Once distributed throughout the Caribbean island of Hispaniola, home to the Dominican Republic and Haiti, populations of this endemic hawk have decreased dramatically as human populations have expanded. Prior to The Peregrine Fund’s involvement, the hawks had retreated to a small, poorly protected national park in a rugged corner of Dominican Republic.
The Peregrine Fund is working tirelessly to save Ridgway’s Hawks from extinction.
Ridgway’s Hawks: Threatened by Humans, Saved by Humans:
There were only 300 Ridgway’s Hawks left in the world, and they were all confined to one small area leaving the entire population exposed to extinction if a hurricane, forest fire, or other catastrophic event were to strike. In addition to habitat loss, the birds were threatened by humans who would shoot them on sight in an effort to protect their chickens from predation. The hawks needed help, so The Peregrine Fund went to work.
We immediately began an educational campaign in local schools and communities to help people to understand that hawks primarily prey on lizards, snakes, rats, and other small rodents. We also provided farmers with chicken coops to protect their poultry from all predators.

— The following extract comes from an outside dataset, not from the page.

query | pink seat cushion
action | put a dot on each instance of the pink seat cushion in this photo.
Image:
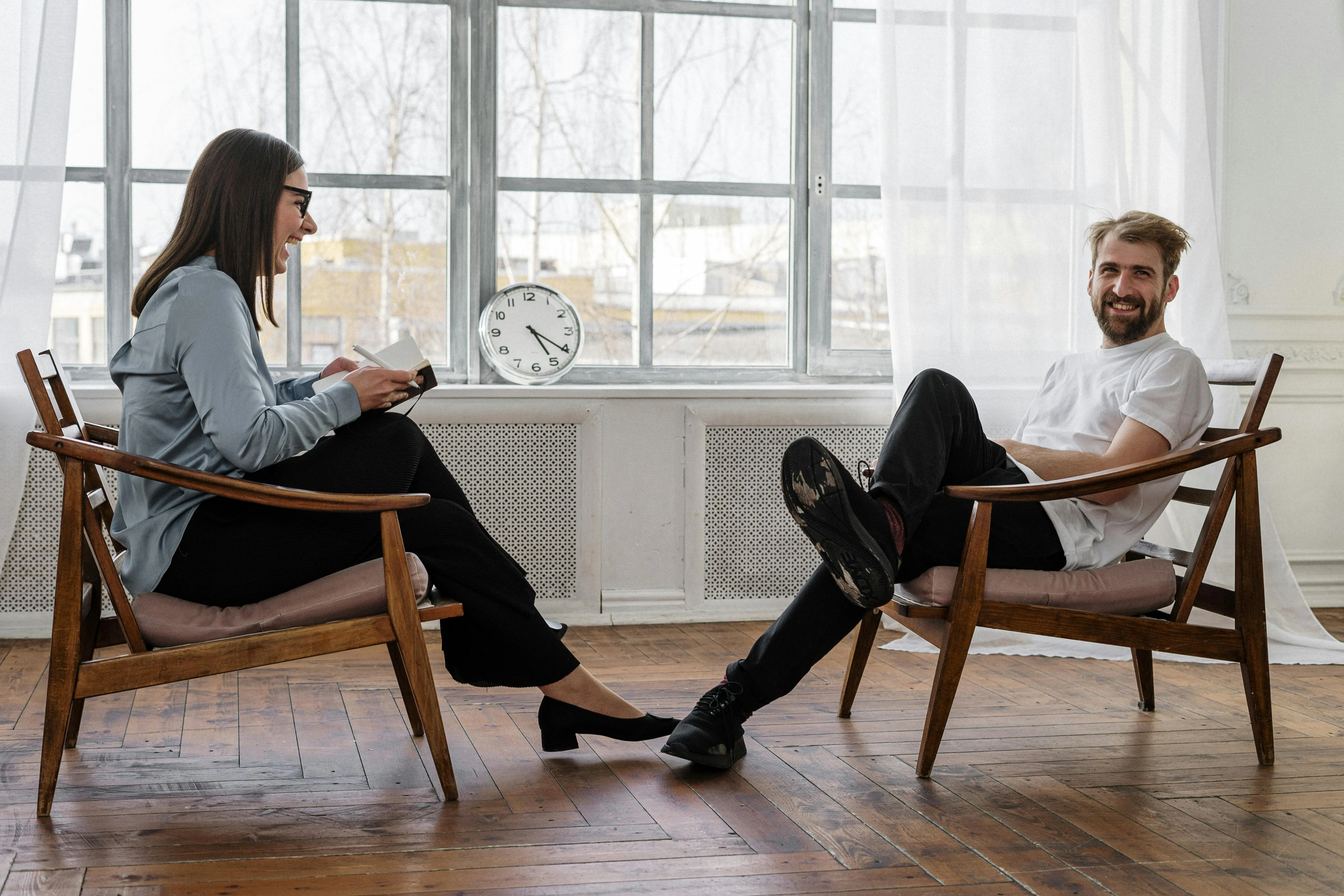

We also started experimenting with "assisted dispersal" by removing nestlings from Los Haitises National Park just prior to fledging and placing them in release boxes in suitable habitat in the Punta Cana resort area. These relocated birds have been pairing up and successfully nesting in their new range, helping to spread out the overall population and provide more protection against disaster.
Recently, our biologists have discovered two more threats: electrocution and infestation of nests by botfly larvae.
We've been addressing electrocution by providing insulation and other protective coverings to power companies and assisting in installation of them on power poles to protect the hawks.
We’re tackling the botfly larvae infestation by treating nestlings with a safe and effective pesticide developed for use on cats and dogs to control fleas and ticks.Without treatment, almost all the nestlings die but with treatment, they all survive to fledge.We’re also studying botflies to understand why they have become such a pest in recent times, and what might be done in the long-term to reduce their impact on these birds.
The Peregrine Fund's Impact on Ridgway's Hawk Conservation:
Since establishing the population in Punta Cana, the new population of Ridgway’s Hawks has successfully hatched four nestlings. This year, one of those four nestlings has paired up with a mate and is incubating eggs. If successful, the fledglings will be the first second generation hawks in the new range.
In the past three years, our education programs have reached nearly 3,500 people in local schools and communities. The Juanillo community even celebrated “Ridgway’s Hawk Day” this past year to show their pride for this native species.
To date, our biologists have successfully trained 15 local technicians in data collection, tree climbing, treating nestlings, and education techniques. Developing this local capacity ensures a strong future for continued conservation efforts.